The One Planet Sustainable Tourism program aims to accelerate sustainable consumption and production (SCP) in tourism policies and practices to address the challenges of pollution, biodiversity loss and climate change. It promotes knowledge sharing and networking opportunities to define collective priorities and identify solutions. Under his leadership, initiatives such as the Glasgow Declaration on Climate Action in Tourism, the Global Tourism Plastics Initiative and the Global Roadmap on Reducing Food Waste in Tourism are implemented.

The One Planet Sustainable Tourism Program is led by UNWTO, with the governments of France and Spain as co-leads and in collaboration with UNEP.


About the World Tourism Organization (UNWTO)

the World Tourism Organization (UNWTO) is the specialized agency of the United Nations that promotes tourism as a vector of equitable, inclusive and sustainable development.
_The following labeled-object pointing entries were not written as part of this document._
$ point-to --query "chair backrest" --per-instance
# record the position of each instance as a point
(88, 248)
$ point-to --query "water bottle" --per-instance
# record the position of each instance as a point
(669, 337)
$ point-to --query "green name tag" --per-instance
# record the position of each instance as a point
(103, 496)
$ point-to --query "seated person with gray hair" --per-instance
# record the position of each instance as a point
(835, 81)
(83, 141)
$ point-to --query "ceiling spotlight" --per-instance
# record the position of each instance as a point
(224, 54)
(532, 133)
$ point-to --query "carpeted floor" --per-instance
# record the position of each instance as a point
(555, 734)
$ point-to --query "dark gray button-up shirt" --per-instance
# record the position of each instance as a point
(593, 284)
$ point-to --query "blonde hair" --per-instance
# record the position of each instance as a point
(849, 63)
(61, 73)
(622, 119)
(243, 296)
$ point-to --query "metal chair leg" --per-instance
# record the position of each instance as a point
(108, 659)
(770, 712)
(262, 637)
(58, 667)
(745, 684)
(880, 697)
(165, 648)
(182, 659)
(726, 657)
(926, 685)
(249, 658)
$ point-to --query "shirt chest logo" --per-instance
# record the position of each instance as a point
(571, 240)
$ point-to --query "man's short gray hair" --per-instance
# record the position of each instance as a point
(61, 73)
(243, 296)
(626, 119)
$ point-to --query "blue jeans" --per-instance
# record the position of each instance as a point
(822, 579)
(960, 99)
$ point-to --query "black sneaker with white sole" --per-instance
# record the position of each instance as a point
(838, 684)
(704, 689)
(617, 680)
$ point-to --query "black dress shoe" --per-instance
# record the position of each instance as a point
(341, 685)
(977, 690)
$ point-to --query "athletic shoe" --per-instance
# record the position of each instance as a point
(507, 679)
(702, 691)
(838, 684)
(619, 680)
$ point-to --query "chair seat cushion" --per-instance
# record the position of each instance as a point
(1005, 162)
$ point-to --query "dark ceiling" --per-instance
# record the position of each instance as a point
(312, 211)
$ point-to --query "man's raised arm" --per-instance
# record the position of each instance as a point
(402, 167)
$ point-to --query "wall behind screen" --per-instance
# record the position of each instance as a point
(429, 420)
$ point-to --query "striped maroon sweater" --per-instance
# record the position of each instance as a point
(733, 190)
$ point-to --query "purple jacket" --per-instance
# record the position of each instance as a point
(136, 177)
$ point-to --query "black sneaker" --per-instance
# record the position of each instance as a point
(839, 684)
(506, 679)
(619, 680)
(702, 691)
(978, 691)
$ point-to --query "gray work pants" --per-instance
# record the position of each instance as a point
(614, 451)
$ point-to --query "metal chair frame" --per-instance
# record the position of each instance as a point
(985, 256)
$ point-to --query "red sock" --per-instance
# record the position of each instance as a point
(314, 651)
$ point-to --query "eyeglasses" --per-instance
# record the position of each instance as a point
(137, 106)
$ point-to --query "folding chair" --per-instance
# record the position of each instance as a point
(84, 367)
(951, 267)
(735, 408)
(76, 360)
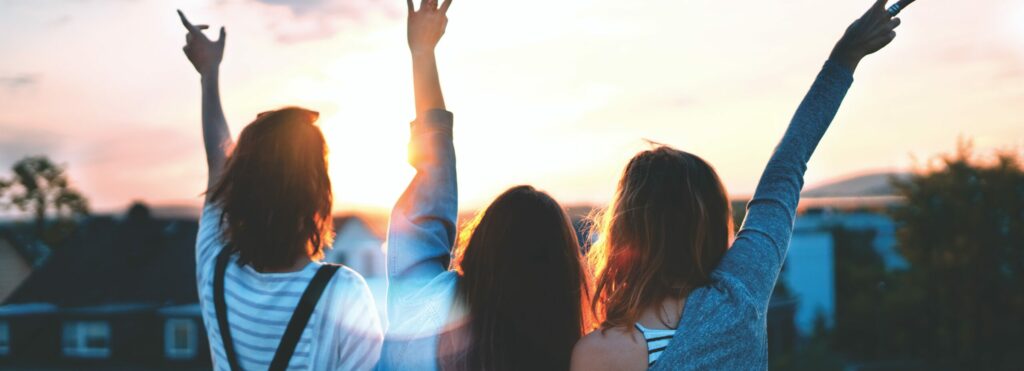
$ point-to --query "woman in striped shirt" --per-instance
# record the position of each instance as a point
(266, 301)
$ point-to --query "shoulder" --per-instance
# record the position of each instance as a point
(350, 284)
(615, 348)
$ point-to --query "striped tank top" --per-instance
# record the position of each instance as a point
(657, 340)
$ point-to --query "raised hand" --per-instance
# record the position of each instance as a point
(427, 25)
(204, 53)
(868, 34)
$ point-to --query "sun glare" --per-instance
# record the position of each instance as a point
(368, 130)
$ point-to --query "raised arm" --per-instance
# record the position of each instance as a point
(425, 29)
(423, 221)
(205, 54)
(757, 255)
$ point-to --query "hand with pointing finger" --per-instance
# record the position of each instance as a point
(427, 25)
(868, 34)
(204, 53)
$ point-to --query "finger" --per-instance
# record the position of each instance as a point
(881, 42)
(886, 28)
(188, 26)
(894, 23)
(223, 36)
(880, 5)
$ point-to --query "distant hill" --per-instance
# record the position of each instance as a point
(871, 184)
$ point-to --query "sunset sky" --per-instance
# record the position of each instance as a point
(556, 93)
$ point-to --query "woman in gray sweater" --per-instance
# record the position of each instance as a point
(674, 287)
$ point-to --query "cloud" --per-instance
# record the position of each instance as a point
(316, 19)
(17, 141)
(17, 82)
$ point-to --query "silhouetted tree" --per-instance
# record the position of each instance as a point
(962, 229)
(40, 188)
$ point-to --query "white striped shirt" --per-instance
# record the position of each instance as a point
(657, 340)
(343, 333)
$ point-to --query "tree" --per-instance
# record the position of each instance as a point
(962, 229)
(41, 188)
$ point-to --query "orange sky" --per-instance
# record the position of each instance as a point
(558, 94)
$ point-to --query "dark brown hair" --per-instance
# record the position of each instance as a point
(274, 192)
(523, 284)
(666, 230)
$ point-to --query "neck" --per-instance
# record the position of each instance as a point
(299, 263)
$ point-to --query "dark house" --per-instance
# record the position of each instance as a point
(121, 293)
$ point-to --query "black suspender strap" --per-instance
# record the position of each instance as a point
(221, 307)
(301, 317)
(296, 325)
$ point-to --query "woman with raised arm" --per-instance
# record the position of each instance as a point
(513, 294)
(267, 301)
(675, 290)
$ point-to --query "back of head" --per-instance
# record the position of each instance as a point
(274, 192)
(666, 230)
(523, 284)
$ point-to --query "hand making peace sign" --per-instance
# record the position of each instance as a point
(204, 53)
Together with its Member States, international organizations and the private sector, UNWTO promotes safe and seamless travel for all. UNWTO is also working to make tourism the foundation of international trust and cooperation and a central pillar of recovery. As part of the wider United Nations system, UNWTO is at the forefront of global efforts to achieve the 2030 Agenda for Sustainable Development, including through its ability to create decent jobs, promote equality and preserve natural and cultural heritage.